Researchers demonstrate the feasibility of using proximity extension assay on CSF and CSF-EVs for ALS biomarker discovery

Amyotrophic lateral sclerosis (ALS) is a fatal neurodegenerative disorder which is characterized by progressive degeneration of the motor system. Typically, the disease starts with focal weakness which spreads to involve most muscles and leads to death from respiratory failure within five years of diagnosis. Due to the heterogenic nature of the disease, diagnostics is complex, and it generally takes twelve months from symptom-onset to diagnosis. The discovery of novel biomarkers could lead to accelerated diagnosis, earlier start of treatment, improved patient-segmentation, and treatment follow-up as well as an increased insight into the pathology.

Researchers from Takeda Pharmaceutical analyzed cerebrospinal fluid (CSF) and CSF-derived extracellular vesicles (CSF-EVs) from ALS-patients and matched controls (n = 9 each) using the ultra-sensitive proximity extension assay (PEA), cardiovascular III-panel. On average, 84 and 61 proteins could be detected in CSF and CSF-EVs respectively. In CSF, three proteins were significantly upregulated in ALS-patients (Junctional Adhesion Molecule A Protein, Tumor necrosis factor receptor 2 and Chitinase 1) while myoglobin was down-regulated. In CSF-EVs, no significantly differentially expressed proteins were identified, but there was a trend for downregulation of Perlecan. To the researchers knowledge, only CHIT1 has been previously described as a CSF-based biomarker candidate for ALS. By combining the four differentially expressed markers in CSF and support vector machine algorithm, all ALS patients and 8 of 9 controls were correctly classified. Here, the researchers demonstrated the feasibility of using PEA of CSF and CSF-EVs for biomarker discovery and propose three de novo biomarker candidates for ALS, however, further studies are necessary to demonstrate clinical usability.

Hierarchical clustering of CSF (A) and CSF-EVs (B)
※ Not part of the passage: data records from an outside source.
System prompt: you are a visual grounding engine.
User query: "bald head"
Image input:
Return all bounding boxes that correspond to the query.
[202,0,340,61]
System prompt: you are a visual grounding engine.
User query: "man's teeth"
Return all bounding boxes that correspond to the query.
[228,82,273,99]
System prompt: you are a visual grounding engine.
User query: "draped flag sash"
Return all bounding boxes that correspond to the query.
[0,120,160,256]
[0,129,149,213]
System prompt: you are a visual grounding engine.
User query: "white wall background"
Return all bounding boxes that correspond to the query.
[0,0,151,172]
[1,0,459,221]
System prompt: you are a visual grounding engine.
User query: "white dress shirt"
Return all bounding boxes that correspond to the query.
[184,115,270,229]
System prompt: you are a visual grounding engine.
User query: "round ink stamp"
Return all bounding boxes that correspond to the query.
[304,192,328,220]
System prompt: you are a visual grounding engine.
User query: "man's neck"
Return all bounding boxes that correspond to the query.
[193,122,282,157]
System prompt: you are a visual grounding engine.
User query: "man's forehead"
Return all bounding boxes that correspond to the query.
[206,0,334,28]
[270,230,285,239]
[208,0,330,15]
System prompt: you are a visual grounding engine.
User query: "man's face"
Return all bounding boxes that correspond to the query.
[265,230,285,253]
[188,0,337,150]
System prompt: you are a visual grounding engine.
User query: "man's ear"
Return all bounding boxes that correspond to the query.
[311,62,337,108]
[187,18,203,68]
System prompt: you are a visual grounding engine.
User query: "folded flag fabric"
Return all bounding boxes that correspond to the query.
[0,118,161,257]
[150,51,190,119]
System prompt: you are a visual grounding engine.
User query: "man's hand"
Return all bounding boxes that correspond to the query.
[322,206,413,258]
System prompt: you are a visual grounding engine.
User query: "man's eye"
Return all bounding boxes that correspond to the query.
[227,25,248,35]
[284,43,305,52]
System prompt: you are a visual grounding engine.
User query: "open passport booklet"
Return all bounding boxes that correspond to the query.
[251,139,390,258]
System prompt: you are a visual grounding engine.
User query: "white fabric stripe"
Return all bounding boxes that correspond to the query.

Each row represents a row and each column a sample. The intensity of each signal is represented by the color of the cell, according to the color gradient on top of the image. Only proteins that were detected in all samples of each group are included in the heatmap. (For interpretation of the references to color in this figure legend, the reader is referred to the Web version of this article.)